The key to understanding why a face appears "older" or tired is to look at what happens to facial volume over time. By studying MRI images of the aging face, we have learned that fat and bone are reabsorbed by the body slowly over the years. In time, this leads to sunken, hollow looking cheeks, especially the upper cheeks. This can often lead to a deep valley, right underneath the lower eyelid, causing the lower eyelid to look like it is bulging out.
Previously, almost all lower eyelid bulging was treated by surgically removing the lower eyelid fat. This eliminated the bulging, but somehow caused the face to appear even older as the person aged. Young faces look full. Older faces look skeletonized an hollow. So, by further hollowing out the face, the patient looked even older. Quite the opposite of what many patients were trying to accomplish.
Having understood the connection between fat loss and the aging face, many doctors are using new techniques for treatment of this condition.
One such technique is fat transfer. Having taught fat transfer for years at the University of Southern California Keck School of Medicine, I know this to be an incredibly powerful procedure. It can be performed using just local anesthesia in a doctor's office. The fat is harvested almost painlessly from the thigh or abdomen, and injected into the face using a tiny needle or cannula. The fat fills the valley in the upper cheek, and feels soft and natural. Sure, some fat may be absorbed by the body, and a touch up fat transfer may be necessary, but a touch up is easy to do, and takes very little time.

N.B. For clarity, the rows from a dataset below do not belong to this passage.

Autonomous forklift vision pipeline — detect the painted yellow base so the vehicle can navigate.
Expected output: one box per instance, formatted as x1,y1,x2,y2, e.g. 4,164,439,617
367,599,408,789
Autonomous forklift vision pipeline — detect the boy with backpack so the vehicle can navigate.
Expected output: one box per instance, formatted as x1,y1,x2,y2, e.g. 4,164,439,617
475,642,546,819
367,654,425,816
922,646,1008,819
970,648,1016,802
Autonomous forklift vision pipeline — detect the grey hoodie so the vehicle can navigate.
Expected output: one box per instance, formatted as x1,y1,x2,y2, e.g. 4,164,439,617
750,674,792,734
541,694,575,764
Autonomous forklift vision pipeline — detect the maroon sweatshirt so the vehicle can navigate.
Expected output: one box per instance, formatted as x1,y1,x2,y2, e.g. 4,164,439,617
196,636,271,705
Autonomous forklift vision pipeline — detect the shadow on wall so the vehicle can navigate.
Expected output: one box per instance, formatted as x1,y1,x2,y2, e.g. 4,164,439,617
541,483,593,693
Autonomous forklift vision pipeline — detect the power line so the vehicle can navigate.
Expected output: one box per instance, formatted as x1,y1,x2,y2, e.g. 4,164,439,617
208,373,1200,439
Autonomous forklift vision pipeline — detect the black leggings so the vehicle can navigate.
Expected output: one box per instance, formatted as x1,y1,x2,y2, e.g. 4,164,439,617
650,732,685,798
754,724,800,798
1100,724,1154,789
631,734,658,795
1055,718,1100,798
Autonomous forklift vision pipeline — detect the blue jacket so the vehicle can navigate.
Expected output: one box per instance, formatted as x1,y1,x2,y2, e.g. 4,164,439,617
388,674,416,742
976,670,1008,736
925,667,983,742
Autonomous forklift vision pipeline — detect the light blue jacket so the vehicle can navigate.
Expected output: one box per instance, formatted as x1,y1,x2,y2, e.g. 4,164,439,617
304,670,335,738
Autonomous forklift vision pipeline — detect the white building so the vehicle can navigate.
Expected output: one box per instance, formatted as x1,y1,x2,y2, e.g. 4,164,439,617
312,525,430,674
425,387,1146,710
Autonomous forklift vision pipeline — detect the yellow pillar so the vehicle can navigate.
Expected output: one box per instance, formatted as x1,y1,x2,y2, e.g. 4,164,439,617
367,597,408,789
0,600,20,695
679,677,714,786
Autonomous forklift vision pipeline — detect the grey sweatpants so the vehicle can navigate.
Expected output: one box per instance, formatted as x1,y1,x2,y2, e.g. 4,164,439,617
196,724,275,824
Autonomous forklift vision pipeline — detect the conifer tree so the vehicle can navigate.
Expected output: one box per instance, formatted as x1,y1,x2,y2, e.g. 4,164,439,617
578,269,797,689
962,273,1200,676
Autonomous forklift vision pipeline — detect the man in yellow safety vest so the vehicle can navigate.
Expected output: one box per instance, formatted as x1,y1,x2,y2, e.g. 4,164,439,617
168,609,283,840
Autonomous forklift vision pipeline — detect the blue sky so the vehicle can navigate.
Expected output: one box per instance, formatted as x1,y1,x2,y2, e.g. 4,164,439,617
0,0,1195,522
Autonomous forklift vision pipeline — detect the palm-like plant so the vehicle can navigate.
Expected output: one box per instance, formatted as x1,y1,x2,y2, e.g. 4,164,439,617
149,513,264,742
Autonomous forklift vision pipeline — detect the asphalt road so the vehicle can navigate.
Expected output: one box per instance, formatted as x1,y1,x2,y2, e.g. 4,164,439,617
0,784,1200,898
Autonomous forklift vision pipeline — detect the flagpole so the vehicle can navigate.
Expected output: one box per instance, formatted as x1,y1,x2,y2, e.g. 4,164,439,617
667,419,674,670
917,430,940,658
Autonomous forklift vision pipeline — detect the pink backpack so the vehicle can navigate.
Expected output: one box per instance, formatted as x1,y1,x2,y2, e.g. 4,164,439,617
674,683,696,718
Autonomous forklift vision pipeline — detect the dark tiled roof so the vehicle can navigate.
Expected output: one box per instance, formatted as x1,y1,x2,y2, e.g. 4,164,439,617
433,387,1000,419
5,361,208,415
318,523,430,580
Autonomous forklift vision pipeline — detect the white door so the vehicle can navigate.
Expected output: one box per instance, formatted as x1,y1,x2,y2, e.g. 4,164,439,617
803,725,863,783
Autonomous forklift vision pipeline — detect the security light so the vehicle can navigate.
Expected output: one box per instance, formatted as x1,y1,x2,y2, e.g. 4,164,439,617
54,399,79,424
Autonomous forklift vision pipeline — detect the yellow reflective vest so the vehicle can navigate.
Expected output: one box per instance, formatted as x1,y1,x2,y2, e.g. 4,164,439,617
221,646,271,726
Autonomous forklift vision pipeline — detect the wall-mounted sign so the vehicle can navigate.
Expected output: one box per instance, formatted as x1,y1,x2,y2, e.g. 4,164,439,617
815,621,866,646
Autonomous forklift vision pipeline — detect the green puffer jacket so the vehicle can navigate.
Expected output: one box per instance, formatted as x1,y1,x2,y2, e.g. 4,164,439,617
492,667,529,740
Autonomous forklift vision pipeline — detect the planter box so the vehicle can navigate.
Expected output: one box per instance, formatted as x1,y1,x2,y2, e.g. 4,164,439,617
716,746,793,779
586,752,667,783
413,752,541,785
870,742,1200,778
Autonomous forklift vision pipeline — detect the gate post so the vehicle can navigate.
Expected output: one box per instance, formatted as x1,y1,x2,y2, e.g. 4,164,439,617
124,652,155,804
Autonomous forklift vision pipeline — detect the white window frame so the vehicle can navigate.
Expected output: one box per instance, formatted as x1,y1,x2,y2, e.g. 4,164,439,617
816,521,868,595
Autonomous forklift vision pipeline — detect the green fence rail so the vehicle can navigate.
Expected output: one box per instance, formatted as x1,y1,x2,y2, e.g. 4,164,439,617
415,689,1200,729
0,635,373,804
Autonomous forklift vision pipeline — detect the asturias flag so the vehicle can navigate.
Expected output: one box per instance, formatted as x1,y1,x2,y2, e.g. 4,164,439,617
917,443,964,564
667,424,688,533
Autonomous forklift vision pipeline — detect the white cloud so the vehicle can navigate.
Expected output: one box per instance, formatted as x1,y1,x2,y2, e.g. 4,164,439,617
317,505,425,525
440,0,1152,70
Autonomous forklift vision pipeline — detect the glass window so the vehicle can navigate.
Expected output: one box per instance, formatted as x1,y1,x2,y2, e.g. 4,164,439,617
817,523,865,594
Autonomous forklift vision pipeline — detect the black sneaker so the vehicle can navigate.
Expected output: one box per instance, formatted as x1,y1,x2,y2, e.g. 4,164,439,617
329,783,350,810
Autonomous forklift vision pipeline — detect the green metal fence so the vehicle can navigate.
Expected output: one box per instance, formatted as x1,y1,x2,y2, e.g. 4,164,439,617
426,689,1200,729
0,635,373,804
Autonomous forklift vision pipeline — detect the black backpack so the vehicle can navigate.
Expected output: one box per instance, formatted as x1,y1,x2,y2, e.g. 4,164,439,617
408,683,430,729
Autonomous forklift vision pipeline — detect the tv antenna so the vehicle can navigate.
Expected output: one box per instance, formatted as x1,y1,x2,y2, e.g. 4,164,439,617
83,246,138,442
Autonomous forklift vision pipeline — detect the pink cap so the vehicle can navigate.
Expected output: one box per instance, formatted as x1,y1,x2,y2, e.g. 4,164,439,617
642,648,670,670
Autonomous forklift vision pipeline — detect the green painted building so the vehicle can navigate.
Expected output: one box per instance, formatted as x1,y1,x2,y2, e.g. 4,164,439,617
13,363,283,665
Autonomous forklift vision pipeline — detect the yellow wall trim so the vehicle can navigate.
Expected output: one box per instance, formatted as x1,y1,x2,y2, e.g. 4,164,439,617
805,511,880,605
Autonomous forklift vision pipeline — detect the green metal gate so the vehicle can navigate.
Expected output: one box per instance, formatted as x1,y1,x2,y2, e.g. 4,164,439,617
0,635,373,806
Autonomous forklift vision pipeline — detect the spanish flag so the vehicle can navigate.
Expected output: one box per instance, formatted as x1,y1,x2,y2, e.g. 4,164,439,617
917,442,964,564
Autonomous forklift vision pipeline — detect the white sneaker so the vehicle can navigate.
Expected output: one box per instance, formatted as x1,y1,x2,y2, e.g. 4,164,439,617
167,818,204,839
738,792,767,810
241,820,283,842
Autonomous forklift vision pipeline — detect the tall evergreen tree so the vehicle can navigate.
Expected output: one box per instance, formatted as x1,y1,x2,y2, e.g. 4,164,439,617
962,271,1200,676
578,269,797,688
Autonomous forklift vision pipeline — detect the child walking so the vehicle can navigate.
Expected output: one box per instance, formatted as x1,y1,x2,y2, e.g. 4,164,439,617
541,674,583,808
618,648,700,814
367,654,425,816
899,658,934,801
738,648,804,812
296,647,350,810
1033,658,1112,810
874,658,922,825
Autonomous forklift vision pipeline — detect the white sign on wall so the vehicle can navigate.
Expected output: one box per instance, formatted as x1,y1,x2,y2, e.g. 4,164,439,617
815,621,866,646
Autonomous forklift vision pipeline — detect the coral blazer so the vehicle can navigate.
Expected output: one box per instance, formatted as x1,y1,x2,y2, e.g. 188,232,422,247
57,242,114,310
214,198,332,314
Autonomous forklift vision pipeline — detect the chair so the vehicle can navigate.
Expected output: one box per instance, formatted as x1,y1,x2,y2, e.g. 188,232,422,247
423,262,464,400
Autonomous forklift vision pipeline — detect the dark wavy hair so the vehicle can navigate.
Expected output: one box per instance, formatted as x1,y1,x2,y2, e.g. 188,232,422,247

Another good option is using a hyaluronic acid filler such as Restylane. This works just like fat transfer, by filling the valley where the lower eyelid meets the upper cheek. The advantage, however, is that Restylane is very quick and easy to do, and eliminates the need for fat harvesting. I do this quite often, and have developed a technique that leads to very little pain or bruising. It is quite remarkable how often patients can avoid surgery just by doing this procedure.
In regard to your question about where Restylane can be placed, it depends on technique. With proper experience, it is possible to place Restylane almost anywhere along the lower eyelid. There is always the risk of injecting Restylane directly into a blood vessel, and this can lead to retinal artery occlusion and blindness. However, this is such a rare occurrence, that only very few instances were ever reported, despite the popularity of these types of injections. I feel quite comfortable performing these types of injections, and would also feel comfortable having this performed on me or my family members (and in fact, I have performed this on many of my family members!)
Should the lower eyelid bulging be severe enough to warrant surgical correction, again, the key is volume preservation. There is a trend developing toward preservation and repositioning of lower eyelid fat as opposed to removal of the fat. By repositioning the fat, the surgeon can avoid the hollow, skeletonized appearance that can result as a person ages after having lower eyelid surgery done. I almost always use this technique for lower eyelid surgery.